Côte d'Ivoire: la communauté internationale démunie, l'option militaire difficile

Par La rédaction

ABIDJAN (AFP)

Malgré ultimatums et sanctions, la communauté internationale paraît incapable pour l'heure de pousser Laurent Gbagbo à quitter la présidence en Côte d'Ivoire, sauf à s'engager dans une opération militaire à très hauts risques.

"Il se battra jusqu'à son dernier souffle", confie à l'AFP l'un des visiteurs réguliers de Gbagbo qui, depuis le début de la crise née de la présidentielle du 28 novembre, a démontré qu'il n'entendait pas céder la place .

L'ONU, l'Union africaine, la Cédéao (Communauté économique des Etats d'Afrique de l'Ouest), l'Union européenne, les Etats-Unis, notamment, l'ont sommé de partir et ont reconnu son rival Alassane Ouattara comme chef de l'Etat légitime.

Mercredi, l'ambassadeur désigné par Ouattara, Youssouf Bamba, a été reconnu par consensus comme le représentant de son pays auprès des Nations Unies par la Commission de vérification des pouvoirs de l'Assemblée générale, ont indiqué des diplomates onusiens.

L'UE et les Etats-Unis ont prononçé des interdictions de voyager contre Gbagbo et certains de ses proches.Les Européens doivent ensuite imposer des gels d'avoirs.

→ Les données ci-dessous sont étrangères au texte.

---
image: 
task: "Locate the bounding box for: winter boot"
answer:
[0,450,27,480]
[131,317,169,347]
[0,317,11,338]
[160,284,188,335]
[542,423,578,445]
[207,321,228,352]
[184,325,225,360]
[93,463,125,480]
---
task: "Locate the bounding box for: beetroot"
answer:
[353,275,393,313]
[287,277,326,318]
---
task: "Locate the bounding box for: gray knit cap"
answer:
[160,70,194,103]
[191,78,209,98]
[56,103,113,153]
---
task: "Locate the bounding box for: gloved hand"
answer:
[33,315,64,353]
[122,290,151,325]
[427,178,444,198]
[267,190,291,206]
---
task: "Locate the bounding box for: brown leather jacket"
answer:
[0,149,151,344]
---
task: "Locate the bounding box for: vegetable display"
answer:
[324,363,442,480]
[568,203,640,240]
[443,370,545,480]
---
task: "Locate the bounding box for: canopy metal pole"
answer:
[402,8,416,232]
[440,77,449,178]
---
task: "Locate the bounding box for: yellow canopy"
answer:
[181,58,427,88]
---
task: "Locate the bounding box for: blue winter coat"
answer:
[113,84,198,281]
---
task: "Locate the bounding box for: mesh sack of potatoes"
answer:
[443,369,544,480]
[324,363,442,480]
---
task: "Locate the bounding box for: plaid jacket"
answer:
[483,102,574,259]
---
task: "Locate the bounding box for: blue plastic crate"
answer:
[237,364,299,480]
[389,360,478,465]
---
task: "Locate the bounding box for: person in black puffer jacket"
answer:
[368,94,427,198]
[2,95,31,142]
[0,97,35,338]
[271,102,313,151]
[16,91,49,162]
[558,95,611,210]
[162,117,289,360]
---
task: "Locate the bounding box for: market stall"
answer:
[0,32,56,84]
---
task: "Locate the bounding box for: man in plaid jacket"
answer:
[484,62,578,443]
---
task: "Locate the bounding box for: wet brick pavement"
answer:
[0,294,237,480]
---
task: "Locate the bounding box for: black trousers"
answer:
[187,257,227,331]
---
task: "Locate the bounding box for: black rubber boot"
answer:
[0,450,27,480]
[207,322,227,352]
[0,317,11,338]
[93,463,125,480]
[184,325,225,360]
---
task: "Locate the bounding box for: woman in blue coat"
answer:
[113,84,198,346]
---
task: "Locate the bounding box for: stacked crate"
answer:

Gbagbo ignore ces pressions mais, bien installé au palais présidentiel grâce à l'armée, il a tendu mardi soir "la main du dialogue". Se posant en homme de paix devant des Ivoiriens éprouvés par la quasi-guerre civile de 2002-2003, il a affirmé: "je ne veux pas d'une guerre en Côte d'Ivoire qui peut s'étendre aux pays voisins ou les affaiblir", prônant la formation d'un "comité d'évaluation" international pour régler la crise.

Pour un diplomate européen de haut rang à Bruxelles, "l'objectif" de Gbagbo est "de diviser notamment le camp africain, de gagner du temps".

Un rendez-vous important est prévu vendredi à Abuja (Nigeria), avec un sommet de la Cédéao sur la crise ivoirienne. "La communauté internationale s'en remet à la Cédéao", affirme à l'AFP une source diplomatique à Abidjan, pour qui "l'option militaire", "encouragée par les Américains", sera à cette occasion mise sur la table.

Dans les années 1990, l'organisation ouest-africaine avait envoyé une mission de paix, l'Ecomog, au Liberia alors plongé dans une effroyable guerre civile.Elle a surtout laissé le souvenir de ses propres exactions. "On est obligé de passer par la Cédéao", justifie un diplomate occidental.

Les Nations unies disposent sur le sol ivoirien d'une mission de près de 9.000 éléments, l'Onuci, mais elle n'a qu'"une très faible capacité opérationnelle", selon un expert militaire.

Le Conseil de sécurité "envisage" pourtant de la renforcer, et les Etats-Unis ont fait état mercredi de discussions avec des pays de la Cédéao à ce sujet.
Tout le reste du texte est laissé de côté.